Antes de mais, convém esclarecer que esta atualização assenta no código legado do jogo original. Em outras palavras, não se trata de um remake construído de raiz, mas sim de uma versão que ainda depende do código antigo da PlayStation 2. Como resultado, herda também alguns problemas que os programadores não corrigiram.

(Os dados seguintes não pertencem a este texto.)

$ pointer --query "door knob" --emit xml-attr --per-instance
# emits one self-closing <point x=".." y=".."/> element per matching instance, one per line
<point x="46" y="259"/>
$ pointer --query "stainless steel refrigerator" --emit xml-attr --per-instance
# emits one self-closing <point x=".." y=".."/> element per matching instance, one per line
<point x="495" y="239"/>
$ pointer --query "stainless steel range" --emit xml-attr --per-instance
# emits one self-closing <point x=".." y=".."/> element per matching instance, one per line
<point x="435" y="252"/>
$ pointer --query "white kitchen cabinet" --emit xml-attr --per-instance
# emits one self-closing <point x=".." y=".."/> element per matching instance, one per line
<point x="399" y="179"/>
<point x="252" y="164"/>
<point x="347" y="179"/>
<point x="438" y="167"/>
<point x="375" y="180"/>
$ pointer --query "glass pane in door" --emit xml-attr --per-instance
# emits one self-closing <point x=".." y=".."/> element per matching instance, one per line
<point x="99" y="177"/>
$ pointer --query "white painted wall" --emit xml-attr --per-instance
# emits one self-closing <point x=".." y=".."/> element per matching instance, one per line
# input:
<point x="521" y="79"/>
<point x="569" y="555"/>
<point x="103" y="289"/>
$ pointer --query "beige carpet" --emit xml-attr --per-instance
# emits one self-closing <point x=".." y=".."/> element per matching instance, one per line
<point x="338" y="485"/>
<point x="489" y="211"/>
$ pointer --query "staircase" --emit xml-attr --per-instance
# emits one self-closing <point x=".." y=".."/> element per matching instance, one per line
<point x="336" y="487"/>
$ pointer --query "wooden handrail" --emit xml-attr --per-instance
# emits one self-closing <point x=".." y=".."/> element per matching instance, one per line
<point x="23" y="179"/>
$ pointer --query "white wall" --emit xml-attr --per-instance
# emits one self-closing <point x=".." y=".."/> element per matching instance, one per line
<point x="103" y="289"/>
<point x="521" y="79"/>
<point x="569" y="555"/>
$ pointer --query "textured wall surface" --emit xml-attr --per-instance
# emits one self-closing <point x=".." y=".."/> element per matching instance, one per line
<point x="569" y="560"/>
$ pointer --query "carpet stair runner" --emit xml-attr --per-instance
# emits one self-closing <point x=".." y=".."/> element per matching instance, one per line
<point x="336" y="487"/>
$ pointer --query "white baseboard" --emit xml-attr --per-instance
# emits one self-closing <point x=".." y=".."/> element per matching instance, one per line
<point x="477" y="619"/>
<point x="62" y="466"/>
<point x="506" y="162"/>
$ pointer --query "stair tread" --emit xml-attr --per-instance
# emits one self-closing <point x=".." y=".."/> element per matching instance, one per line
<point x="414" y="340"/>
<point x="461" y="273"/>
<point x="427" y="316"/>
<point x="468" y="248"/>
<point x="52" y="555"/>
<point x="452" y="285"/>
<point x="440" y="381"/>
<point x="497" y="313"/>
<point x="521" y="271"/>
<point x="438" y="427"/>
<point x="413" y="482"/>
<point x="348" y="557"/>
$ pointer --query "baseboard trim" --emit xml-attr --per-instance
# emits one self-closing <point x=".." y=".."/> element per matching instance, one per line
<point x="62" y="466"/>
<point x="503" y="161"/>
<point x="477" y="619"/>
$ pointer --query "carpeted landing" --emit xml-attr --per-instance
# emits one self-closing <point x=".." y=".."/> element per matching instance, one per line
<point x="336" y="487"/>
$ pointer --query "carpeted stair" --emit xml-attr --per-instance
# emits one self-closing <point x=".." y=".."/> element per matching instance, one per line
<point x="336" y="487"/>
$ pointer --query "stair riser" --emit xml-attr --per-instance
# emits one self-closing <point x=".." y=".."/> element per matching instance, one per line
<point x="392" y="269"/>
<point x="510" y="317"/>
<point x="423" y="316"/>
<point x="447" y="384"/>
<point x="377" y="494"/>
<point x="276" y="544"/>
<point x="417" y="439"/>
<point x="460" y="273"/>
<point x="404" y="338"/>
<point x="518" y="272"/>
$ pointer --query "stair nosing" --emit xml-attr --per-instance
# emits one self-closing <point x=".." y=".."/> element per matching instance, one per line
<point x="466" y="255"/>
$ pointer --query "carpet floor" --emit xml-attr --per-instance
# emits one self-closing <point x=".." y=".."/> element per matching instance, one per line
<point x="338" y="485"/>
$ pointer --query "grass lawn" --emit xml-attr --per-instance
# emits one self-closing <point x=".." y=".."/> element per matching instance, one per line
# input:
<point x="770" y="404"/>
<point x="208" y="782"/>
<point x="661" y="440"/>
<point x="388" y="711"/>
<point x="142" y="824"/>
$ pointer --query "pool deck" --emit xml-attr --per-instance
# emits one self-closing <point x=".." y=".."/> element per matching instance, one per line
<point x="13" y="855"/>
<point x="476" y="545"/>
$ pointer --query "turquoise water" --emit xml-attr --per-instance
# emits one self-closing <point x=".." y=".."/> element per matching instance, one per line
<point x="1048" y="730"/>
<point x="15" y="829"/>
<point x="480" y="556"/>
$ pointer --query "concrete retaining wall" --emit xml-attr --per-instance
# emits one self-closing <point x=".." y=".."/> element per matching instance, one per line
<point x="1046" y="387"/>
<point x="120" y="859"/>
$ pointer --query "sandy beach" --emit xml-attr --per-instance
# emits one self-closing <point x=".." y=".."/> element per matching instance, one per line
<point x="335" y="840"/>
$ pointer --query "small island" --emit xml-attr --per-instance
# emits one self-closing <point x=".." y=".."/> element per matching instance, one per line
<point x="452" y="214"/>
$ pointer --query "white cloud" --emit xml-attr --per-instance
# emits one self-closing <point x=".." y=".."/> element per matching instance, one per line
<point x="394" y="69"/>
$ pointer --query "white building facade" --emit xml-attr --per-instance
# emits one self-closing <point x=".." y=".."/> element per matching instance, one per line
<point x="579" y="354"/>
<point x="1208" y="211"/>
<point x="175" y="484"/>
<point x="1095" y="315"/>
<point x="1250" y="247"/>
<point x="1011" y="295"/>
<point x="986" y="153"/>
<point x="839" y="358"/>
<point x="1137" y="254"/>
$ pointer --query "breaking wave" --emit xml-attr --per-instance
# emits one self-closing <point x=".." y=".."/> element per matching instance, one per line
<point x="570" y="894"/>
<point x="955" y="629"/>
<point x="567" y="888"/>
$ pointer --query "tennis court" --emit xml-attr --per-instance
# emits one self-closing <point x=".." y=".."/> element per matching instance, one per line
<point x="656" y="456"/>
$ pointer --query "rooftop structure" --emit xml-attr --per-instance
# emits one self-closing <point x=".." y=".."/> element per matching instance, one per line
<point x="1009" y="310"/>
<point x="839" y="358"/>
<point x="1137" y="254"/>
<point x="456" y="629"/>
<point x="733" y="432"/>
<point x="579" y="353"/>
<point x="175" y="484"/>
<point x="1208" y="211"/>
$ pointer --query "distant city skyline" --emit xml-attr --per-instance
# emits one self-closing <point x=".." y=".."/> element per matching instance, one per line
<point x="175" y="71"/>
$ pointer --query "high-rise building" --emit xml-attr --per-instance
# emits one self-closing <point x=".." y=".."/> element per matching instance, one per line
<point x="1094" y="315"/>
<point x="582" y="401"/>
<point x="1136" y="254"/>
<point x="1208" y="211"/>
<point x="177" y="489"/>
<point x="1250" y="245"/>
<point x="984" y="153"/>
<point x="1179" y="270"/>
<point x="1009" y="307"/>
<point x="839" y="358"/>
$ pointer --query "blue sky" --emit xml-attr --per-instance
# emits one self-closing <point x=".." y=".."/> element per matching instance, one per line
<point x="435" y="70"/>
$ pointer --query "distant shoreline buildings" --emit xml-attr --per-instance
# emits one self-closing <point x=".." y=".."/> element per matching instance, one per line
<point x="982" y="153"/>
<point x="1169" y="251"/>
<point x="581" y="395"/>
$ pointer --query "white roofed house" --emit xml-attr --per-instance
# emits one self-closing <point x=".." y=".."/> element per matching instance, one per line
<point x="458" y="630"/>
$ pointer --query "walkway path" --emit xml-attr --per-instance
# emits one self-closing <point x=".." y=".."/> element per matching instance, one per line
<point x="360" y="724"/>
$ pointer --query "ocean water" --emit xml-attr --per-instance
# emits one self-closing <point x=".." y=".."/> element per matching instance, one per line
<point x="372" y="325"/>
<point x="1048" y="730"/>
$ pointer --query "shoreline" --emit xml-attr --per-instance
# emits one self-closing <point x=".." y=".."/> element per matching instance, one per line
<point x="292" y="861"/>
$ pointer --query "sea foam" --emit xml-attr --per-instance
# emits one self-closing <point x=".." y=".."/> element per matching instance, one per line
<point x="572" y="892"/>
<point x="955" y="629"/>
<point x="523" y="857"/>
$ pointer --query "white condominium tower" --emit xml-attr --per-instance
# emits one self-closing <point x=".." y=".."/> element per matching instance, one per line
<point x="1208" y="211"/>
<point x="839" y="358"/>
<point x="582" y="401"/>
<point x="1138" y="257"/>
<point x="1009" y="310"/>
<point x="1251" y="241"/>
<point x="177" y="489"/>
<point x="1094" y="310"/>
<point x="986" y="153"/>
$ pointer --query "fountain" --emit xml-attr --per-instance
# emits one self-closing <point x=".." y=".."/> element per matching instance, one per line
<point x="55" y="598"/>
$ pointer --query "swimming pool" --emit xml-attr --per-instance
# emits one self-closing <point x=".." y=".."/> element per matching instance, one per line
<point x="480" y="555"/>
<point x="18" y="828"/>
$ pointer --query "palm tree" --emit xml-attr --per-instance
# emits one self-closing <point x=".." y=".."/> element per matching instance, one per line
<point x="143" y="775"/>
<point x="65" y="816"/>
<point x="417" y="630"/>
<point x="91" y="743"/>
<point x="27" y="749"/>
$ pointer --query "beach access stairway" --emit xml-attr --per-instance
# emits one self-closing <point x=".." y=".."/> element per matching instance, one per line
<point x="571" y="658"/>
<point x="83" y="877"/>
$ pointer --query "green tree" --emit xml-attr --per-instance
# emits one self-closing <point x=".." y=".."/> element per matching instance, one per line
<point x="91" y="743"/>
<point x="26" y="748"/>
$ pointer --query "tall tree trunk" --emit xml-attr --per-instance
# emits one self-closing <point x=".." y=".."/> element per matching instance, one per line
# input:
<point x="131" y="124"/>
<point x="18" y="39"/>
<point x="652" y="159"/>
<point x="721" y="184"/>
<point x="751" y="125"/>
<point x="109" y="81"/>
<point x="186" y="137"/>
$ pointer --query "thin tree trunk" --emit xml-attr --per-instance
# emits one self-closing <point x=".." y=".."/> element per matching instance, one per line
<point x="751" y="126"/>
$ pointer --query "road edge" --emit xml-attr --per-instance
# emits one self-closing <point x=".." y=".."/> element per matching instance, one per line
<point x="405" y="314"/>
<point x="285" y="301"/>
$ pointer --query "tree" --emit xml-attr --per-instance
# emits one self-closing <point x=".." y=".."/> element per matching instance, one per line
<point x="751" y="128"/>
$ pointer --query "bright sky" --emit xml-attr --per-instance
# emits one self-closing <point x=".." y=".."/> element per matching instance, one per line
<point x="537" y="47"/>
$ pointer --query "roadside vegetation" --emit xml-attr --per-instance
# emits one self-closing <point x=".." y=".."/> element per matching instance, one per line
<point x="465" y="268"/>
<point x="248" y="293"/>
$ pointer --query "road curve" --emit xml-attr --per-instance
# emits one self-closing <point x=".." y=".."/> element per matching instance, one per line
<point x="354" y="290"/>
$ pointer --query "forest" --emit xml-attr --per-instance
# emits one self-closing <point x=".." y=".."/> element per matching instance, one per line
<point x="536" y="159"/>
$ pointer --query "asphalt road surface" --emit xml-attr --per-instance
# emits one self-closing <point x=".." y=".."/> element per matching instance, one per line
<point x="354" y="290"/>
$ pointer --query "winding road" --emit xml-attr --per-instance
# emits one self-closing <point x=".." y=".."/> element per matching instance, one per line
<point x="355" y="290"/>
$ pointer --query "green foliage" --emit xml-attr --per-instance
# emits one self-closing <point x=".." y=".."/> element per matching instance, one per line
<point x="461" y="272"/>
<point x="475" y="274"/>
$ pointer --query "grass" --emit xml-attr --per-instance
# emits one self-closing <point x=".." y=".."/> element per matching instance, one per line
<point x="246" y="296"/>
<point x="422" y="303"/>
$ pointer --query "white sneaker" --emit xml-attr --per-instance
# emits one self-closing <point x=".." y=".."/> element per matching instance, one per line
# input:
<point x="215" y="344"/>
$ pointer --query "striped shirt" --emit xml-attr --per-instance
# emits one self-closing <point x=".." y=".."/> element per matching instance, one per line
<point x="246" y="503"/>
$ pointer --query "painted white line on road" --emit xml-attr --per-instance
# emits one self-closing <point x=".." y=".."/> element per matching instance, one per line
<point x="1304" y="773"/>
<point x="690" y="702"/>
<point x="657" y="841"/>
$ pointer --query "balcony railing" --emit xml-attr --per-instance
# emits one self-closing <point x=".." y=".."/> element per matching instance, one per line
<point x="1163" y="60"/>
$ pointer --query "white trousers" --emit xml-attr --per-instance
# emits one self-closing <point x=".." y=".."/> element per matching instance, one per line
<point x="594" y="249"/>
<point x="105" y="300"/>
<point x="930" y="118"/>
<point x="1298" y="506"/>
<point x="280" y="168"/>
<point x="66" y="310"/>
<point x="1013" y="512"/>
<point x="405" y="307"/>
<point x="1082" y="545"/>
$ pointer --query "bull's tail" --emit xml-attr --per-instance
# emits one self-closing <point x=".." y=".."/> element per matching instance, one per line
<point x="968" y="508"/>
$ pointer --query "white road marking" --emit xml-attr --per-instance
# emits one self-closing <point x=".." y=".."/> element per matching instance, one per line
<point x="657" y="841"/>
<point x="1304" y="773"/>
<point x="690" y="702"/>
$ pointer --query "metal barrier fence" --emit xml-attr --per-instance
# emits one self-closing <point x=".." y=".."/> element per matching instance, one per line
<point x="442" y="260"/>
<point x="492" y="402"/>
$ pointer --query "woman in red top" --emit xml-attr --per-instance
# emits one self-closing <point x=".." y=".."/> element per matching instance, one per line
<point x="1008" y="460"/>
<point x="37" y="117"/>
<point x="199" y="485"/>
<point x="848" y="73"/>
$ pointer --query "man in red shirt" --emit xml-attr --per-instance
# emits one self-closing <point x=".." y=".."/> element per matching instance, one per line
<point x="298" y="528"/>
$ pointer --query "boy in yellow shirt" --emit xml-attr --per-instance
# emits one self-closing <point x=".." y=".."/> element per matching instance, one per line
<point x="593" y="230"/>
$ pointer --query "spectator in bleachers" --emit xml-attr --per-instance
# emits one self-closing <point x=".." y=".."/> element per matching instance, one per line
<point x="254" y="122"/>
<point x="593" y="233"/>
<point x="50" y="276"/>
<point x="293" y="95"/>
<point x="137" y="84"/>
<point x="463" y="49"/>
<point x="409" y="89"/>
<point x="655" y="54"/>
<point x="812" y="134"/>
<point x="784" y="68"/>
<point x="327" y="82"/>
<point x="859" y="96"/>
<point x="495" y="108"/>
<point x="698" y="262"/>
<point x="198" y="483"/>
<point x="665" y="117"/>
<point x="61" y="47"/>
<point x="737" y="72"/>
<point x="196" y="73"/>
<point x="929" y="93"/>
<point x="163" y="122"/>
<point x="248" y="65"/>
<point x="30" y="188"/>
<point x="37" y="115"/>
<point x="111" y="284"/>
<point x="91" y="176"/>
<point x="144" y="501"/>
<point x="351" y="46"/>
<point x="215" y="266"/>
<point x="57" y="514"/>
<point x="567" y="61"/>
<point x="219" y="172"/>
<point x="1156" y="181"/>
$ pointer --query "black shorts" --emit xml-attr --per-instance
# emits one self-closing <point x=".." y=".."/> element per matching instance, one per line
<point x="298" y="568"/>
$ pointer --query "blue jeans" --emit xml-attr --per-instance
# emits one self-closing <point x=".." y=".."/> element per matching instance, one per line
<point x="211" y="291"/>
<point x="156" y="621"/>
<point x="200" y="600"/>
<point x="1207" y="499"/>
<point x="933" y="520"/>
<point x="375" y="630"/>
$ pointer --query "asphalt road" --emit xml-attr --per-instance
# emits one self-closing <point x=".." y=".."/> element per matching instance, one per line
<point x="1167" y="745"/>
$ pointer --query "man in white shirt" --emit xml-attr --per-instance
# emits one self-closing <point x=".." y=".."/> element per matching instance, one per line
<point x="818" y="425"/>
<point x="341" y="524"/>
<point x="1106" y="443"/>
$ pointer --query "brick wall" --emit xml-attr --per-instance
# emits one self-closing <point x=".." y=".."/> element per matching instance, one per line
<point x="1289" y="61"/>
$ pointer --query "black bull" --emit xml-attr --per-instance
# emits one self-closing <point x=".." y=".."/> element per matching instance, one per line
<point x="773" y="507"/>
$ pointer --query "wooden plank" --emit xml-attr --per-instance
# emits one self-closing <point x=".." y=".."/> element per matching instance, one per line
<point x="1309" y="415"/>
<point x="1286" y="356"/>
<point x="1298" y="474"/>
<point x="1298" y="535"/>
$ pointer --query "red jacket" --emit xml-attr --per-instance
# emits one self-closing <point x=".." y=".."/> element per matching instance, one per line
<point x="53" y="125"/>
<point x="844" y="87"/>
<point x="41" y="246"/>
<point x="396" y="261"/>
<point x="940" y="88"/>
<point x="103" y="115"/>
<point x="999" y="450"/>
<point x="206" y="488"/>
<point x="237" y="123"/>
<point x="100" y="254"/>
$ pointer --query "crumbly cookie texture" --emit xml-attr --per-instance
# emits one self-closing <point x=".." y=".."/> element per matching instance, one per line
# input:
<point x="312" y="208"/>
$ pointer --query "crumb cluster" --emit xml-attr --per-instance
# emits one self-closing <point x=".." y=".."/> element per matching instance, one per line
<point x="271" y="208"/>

Devido a essa base de código, o jogo está bloqueado a 60FPS. Já demonstrei que é possível desbloquear a framerate em PC, mas essa opção deveria estar disponível de forma oficial. Não devíamos depender de modders para resolver algo tão básico. Num jogo que custa 80 €, esta limitação é inaceitável. Se o preço sobe, a qualidade tem de acompanhar o resto do produto. Pior ainda, quem optar pela edição Deluxe terá de pagar 89,99 € em troca de algumas camuflagens e outros cosméticos, o que só reforça a sensação de desajuste entre custo e valor oferecido. Embora o jogo seja compatível com NVIDIA DLSS e AMD FSR, não oferece suporte para Frame Generation. Sendo um título muito exigente a nível gráfico, beneficiaria bastante desta tecnologia em qualquer configuração de PC. É verdade que alguns jogadores não apreciam o uso de Frame Generation, mas num jogo de 80 € a sua ausência no lançamento é difícil de justificar. Se estivéssemos a falar de um jogo na faixa dos 30 a 50 €, essa falha seria mais tolerável. Ao pedir um preço premium, é legítimo esperar um conjunto de funcionalidades premium.
Do lado positivo, a experiência com teclado e rato é bastante sólida, embora eu pessoalmente prefira o bom e velho DualShock 4 ou o DualSense. Surpreendentemente, a Konami optou por não incluir Denuvo, o que pode ser uma faca de dois gumes, mas é algo que certamente muitos jogadores de PC vão apreciar.
Outro ponto altamente positivo é o regresso do inconfundível Snake à ação. David Hayter, a voz clássica do personagem, regressa para devolver emoção e peso. O mesmo se aplica às restantes figuras centrais, que voltam a interpretar os seus papéis, reforçando ainda mais a autenticidade da experiência. Até mesmo Cynthia Harrell regressa para entoar novamente o icónico tema de abertura para fechar com chave de ouro o impacto nostálgico desta magestosa obra.
Metal Gear Solid Delta Snake Eater é essencialmente a mesma cobra com uma nova pele. O jogo preserva todos os elementos que o tornaram lendário, embora à primeira vista possa ser interpretado como um remake completo. No entanto, o preço excessivamente elevado e certas limitações técnicas impedem-no de alcançar o mesmo impacto e relevância que obteve no passado. Contudo, se este for o preço a pagar por devolver um género e um ícone novamente a esta indústria é um preço justo a pagar.